Laboratory tests in electronic health records are collected irregularly, and the absence of a test order can be as informative as the measurement itself. Such missingness reflects clinicians' decisions and patient physiology, making it important to model it directly rather than treat it as a preprocessing artifact. Here we present a diffusion-based approach for generating clinical time series that jointly models laboratory values and their observation patterns using the public Data Analytics Challenge on Missing Data Imputation (DACMI) benchmark derived from MIMIC-III. To preserve realistic sampling, we align chart times into 4-hour intervals and segment admissions into 7-day windows, producing trajectories that pair each lab value with a corresponding observation indicator. Standard transformations and normalization are applied to stabilize training. Our method extends the TimeDiff framework to learn continuous lab values and discrete missingness patterns through complementary diffusion objectives. Experiments show that the generated data closely match real patient trajectories across individual lab distributions and joint value-missingness embeddings, demonstrating that diffusion models can capture clinically meaningful dependencies between patient physiology and clinicians' testing behavior under MNAR-like (missing-not-at-random) missingness. These preliminary results indicate that our model can serve as an initial component toward developing clinical foundation models. By producing synthetic priors that preserve key physiology-missingness relationships, this work motivates the subsequent training of Prior-Data Fitted Networks capable of leveraging informative missingness, which we will investigate in the extended work.

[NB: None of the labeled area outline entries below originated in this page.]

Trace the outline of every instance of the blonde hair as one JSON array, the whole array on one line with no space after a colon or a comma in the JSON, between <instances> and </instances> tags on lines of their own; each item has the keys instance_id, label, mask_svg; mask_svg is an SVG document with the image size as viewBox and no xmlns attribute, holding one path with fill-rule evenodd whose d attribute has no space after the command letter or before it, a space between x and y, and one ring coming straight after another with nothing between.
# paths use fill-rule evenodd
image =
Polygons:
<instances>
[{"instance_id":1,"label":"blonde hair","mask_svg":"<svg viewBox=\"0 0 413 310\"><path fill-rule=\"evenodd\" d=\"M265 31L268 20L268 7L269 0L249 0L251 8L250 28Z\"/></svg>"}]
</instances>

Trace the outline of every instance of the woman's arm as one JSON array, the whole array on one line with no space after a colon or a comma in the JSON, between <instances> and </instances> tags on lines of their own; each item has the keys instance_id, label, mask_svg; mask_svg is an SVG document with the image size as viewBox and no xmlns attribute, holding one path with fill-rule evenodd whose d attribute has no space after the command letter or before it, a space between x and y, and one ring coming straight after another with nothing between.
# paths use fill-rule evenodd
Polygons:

翻译：电子健康记录中的实验室检测通常是不规则采集的，检测医嘱的缺失本身可能与测量值一样具有信息量。这种缺失反映了临床医生的决策和患者生理状态，因此应直接对其进行建模，而非将其视为预处理中的伪影。本文提出一种基于扩散的方法来生成临床时间序列，该方法使用MIMIC-III数据集的公共缺失数据插补挑战（DACMI）基准，联合建模实验室检测值及其观测模式。为保留真实采样特性，我们将图表时间对齐为4小时间隔，并将住院周期分割为7天窗口，生成每条轨迹中每个实验室值对应一个观测指标的数据对。采用标准化变换和归一化处理以稳定训练过程。通过互补的扩散目标，本方法扩展了TimeDiff框架以学习连续实验室值和离散缺失模式。实验表明，生成数据在单个实验室分布及联合值-缺失嵌入空间中与真实患者轨迹高度吻合，证明扩散模型能够捕捉MNAR（非随机缺失）类缺失机制下患者生理与临床诊疗行为之间的临床相关性依赖。初步结果表明，本模型可作为开发临床基础模型的初始组件。通过生成保留关键生理-缺失关系的合成先验，本研究为后续训练能够利用信息性缺失的先验数据拟合网络奠定基础，相关工作将在扩展研究中进一步探索。